Does mass really follow the additive property? I've heard people talking about how photons, individually, are massless but when they're together as a group, they exhibit mass. This clearly shows that mass generally doesn't follow the additive property. Is this fact true?
If yes, why do we use the additive property of masses while solving problems?
 A: Mass as a definition exists in two different physics frameworks. The classical framework where there is Euclidean geometry, where it is defined by $F=ma$, the second law of motion . The kinematics are defined by three vectors( x,y,z) and time independently  by clocks.  In this framework masses are additive .

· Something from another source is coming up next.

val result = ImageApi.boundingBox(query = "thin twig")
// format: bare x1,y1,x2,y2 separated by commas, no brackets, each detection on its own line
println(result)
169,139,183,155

Then there is the framework of special relativity, which works  with four vectors, where space and time define one four vector. In this framework the "length" of the  (energy, momentum) four  vector  defines the invariant mass, which does not change under Lorentz transformations . In this framework, adding algebraically the four vectors gives a new four vector with a new invariant mass that is not the addition of the individual masses, but larger. This is the framework of nuclear reactions and high energies and velocities. Photons as moving with the velocity of light are described by four vectors each with zero invariant mass. The addition of two photon four vectors has an invariant mass. The meson pi0 decays into two photons, the four vectors of those two photons added have the invariant mass of the pi0, even though the photons have zero invariant mass.
For low energies and velocities, the two definitions coincide  mathematically within errors. 
A: The people you have heard talking about this are wrong. All photons are massless, but they do possess momentum, and that momentum gives rise to reaction forces whereby light exerts a push on things it strikes. 
For ordinary, everyday circumstances we experience on earth, mass is additive.